- Born: 8 January 1919 Munich
- Died: 30 January 2010 (aged 91)
- Occupation: casting agent

= Erna Baumbauer =

German casting agent (1919–2010)

Erna Baumbauer (8 January 1919 – 30 January 2010) was a German casting agent. She has been called the "grand dame of German casting agents" by The Hollywood Reporter for her long career in the German film industry, which spanned decades. She was nicknamed "the Queen of Bavaria" by one of her clients, actor Ulrich Mühe.

== Life ==
Bambauer was born in Munich in 1919, and stood 5'1" tall during her life. She began her career by working as a bookdealer and journalist. She founded her eponymous Munich-based talent agency, Erna Baunbauer Management, following the end of World War II, where she worked until her death in 2010. The Hollywood Reporter described her as knowing everyone with the German film industry. In one instance, film director Florian Henckel von Donnersmarck sent Baumbauer a script for his 2006 film, The Lives of Others, for her to cast directly. Baumbauer directly chose three actors from her agency to become the male leads for the film - Ulrich Muehe, Sebastian Koch und Ulrich Tukur.

Bambauer's client included Sebastian Koch, Maximilian Schell, Katja Riemann, Susanne Lothar and Bruno Ganz.

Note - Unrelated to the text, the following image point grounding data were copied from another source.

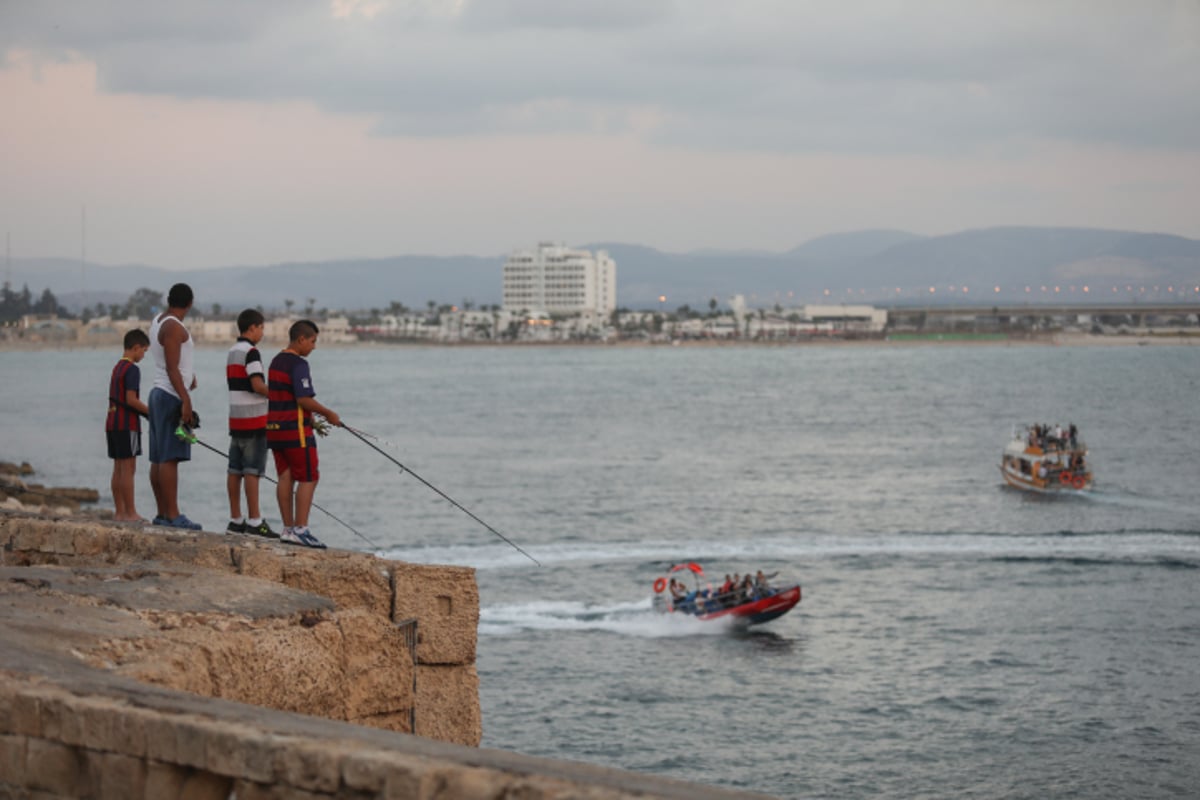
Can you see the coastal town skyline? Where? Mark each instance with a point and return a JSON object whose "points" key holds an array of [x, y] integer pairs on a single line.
{"points": [[192, 136]]}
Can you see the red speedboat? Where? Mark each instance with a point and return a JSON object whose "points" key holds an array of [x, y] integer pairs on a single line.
{"points": [[753, 606]]}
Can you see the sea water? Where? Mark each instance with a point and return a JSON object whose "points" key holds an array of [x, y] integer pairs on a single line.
{"points": [[957, 637]]}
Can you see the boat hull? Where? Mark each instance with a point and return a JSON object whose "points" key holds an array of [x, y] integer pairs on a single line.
{"points": [[756, 612], [1029, 483]]}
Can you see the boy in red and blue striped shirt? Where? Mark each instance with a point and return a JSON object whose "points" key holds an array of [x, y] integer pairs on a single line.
{"points": [[123, 426], [246, 382], [289, 432]]}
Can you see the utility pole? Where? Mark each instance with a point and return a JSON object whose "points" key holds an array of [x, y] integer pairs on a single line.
{"points": [[83, 256]]}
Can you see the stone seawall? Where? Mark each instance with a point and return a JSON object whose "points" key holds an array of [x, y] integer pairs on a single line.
{"points": [[137, 662]]}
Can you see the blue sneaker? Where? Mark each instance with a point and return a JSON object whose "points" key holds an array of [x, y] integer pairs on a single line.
{"points": [[181, 521]]}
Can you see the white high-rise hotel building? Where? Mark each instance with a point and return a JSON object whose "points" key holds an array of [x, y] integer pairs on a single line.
{"points": [[557, 280]]}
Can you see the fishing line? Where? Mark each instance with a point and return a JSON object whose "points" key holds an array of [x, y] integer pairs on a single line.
{"points": [[361, 435], [352, 529]]}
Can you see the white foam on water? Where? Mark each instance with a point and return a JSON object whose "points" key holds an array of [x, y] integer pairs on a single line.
{"points": [[637, 619], [801, 547]]}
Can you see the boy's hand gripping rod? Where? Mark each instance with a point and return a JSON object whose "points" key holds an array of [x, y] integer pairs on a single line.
{"points": [[361, 437]]}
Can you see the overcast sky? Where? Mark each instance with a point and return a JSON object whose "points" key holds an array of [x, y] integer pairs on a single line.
{"points": [[220, 132]]}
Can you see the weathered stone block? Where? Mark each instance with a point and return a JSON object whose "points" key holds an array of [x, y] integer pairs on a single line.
{"points": [[112, 727], [349, 579], [239, 752], [163, 780], [59, 720], [441, 710], [249, 791], [115, 777], [445, 602], [12, 759], [205, 786], [192, 741], [54, 768], [162, 740], [257, 563], [309, 765], [378, 665]]}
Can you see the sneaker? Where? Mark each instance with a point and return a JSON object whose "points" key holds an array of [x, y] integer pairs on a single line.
{"points": [[181, 521], [300, 536], [261, 529], [310, 540]]}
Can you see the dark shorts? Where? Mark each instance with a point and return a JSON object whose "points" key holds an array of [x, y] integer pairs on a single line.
{"points": [[247, 455], [300, 461], [124, 444], [165, 411]]}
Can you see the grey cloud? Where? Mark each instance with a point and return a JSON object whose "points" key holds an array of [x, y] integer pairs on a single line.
{"points": [[916, 77], [606, 16]]}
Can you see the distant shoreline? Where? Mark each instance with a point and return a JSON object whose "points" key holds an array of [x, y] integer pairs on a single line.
{"points": [[1055, 340]]}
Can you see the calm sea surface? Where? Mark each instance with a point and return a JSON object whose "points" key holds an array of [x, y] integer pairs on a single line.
{"points": [[957, 638]]}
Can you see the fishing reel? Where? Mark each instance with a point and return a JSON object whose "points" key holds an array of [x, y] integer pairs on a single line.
{"points": [[184, 432]]}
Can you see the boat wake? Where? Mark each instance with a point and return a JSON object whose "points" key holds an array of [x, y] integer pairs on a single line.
{"points": [[1133, 500], [637, 619], [647, 557]]}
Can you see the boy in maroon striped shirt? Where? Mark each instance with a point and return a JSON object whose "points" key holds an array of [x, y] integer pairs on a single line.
{"points": [[246, 382], [289, 432], [123, 425]]}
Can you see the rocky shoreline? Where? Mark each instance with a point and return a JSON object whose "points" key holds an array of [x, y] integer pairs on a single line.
{"points": [[142, 662]]}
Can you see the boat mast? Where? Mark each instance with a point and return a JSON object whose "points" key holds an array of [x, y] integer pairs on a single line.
{"points": [[83, 256]]}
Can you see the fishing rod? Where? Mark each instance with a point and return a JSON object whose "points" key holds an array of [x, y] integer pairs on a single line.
{"points": [[361, 435], [349, 527]]}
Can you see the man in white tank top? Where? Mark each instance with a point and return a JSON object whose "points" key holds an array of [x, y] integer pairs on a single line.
{"points": [[171, 404]]}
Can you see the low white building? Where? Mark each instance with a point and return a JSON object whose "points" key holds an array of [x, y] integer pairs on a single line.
{"points": [[557, 280]]}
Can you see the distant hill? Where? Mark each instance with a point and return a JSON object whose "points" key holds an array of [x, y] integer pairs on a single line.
{"points": [[861, 266]]}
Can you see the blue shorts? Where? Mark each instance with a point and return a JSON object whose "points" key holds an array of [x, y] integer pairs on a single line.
{"points": [[247, 455], [165, 413]]}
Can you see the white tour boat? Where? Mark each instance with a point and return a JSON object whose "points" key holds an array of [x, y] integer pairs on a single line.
{"points": [[1045, 459]]}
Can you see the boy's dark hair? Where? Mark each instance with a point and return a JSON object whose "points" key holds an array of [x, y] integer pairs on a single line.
{"points": [[180, 296], [249, 318], [135, 337], [303, 328]]}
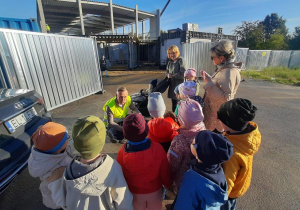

The German Film Academy awarded Baumbauer the lifetime achievement award in 2006. This marked the first time in the academy's history that a woman who was not a film director or actress by profession had received the honor.

==Death==
Erna Baumbauer died on 31 January 2010, aged 91. She was survived by her daughter, Patricia, a talent agent, her granddaughters, Antonia and Francesca, and son, Frank Baumbauer, a theater director.